6月 28
「リアル 完全なる首長竜の日」を観ました。
評価:★★★
(★が星1つ、☆が星半分、★★★★★が最高で、★が最低)
本作の監督である黒沢清監督の持ち味といえば、藤子不二雄の少し(S)不思議(F)なSF作品ならぬ、少し(S)おかし(O)なSO作品だと僕は思っています。描かれる世界は日常とあまり変わりはないんだけど、何かおかしな世界。そのおかしなという部分が不安感につながり、人が怖いと思う部分にもつながってくる。黒沢監督がホラー映画の監督とも分類されることもあるけど、僕はホラーとSF作品との境界にある、SO的な世界の監督だと思っています。

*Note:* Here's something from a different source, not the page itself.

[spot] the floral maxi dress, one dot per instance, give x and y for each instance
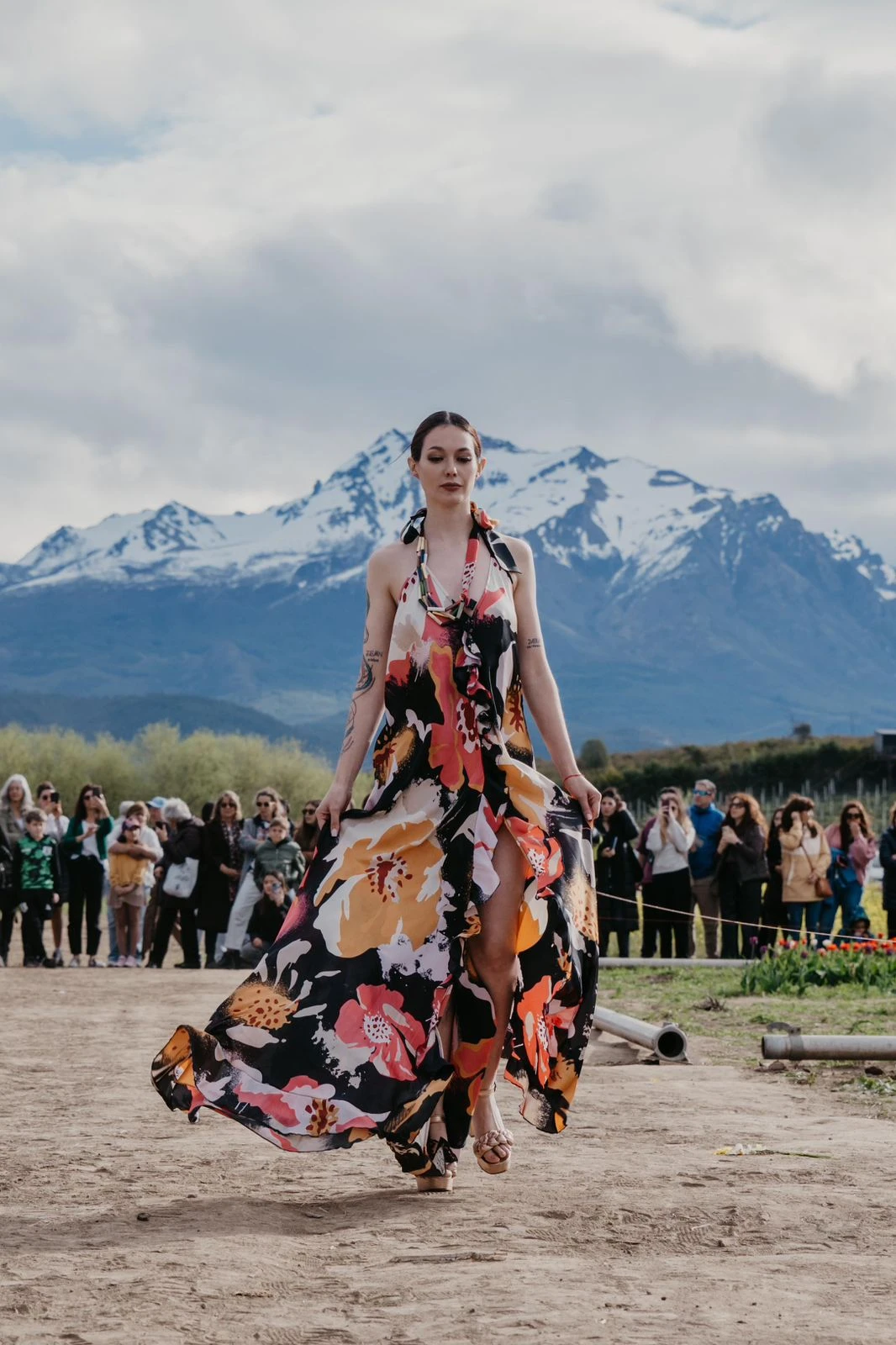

そんな黒沢監督が手がけた新作は、『このミステリーがすごい!』大賞にも選ばれた乾緑郎の「完全なる首長竜の日」。人の記憶の中に入り込み、相手を深い眠りの世界から呼び覚ますという、SF的な世界観と記憶の中の歪んだ日常世界とが混在し、文字通りにSO的な雰囲気がムンムンと漂う。人の記憶というのはそんなに単純なものではないので、記憶の節々に出てくる記憶の凝集体が題名にもなっている首長竜でもあり、節々に出てくる異様なキャラクターだったりする。それが何か当たり前に感じれるように世界観を作ることができるのが、やはり黒沢監督のすごいところだと思います。
物語としてみると、結局人の恨み辛みという表面的な部分だけで終わってしまうのがちょっと物足りない。言葉では言い表せない感情を記憶の世界では表現できるので、物語としてはもっと深みのあるものを求めたいところなのです。とはいいつつも、もうちょっと上映時間も短く、スマートにして欲しいかと思います。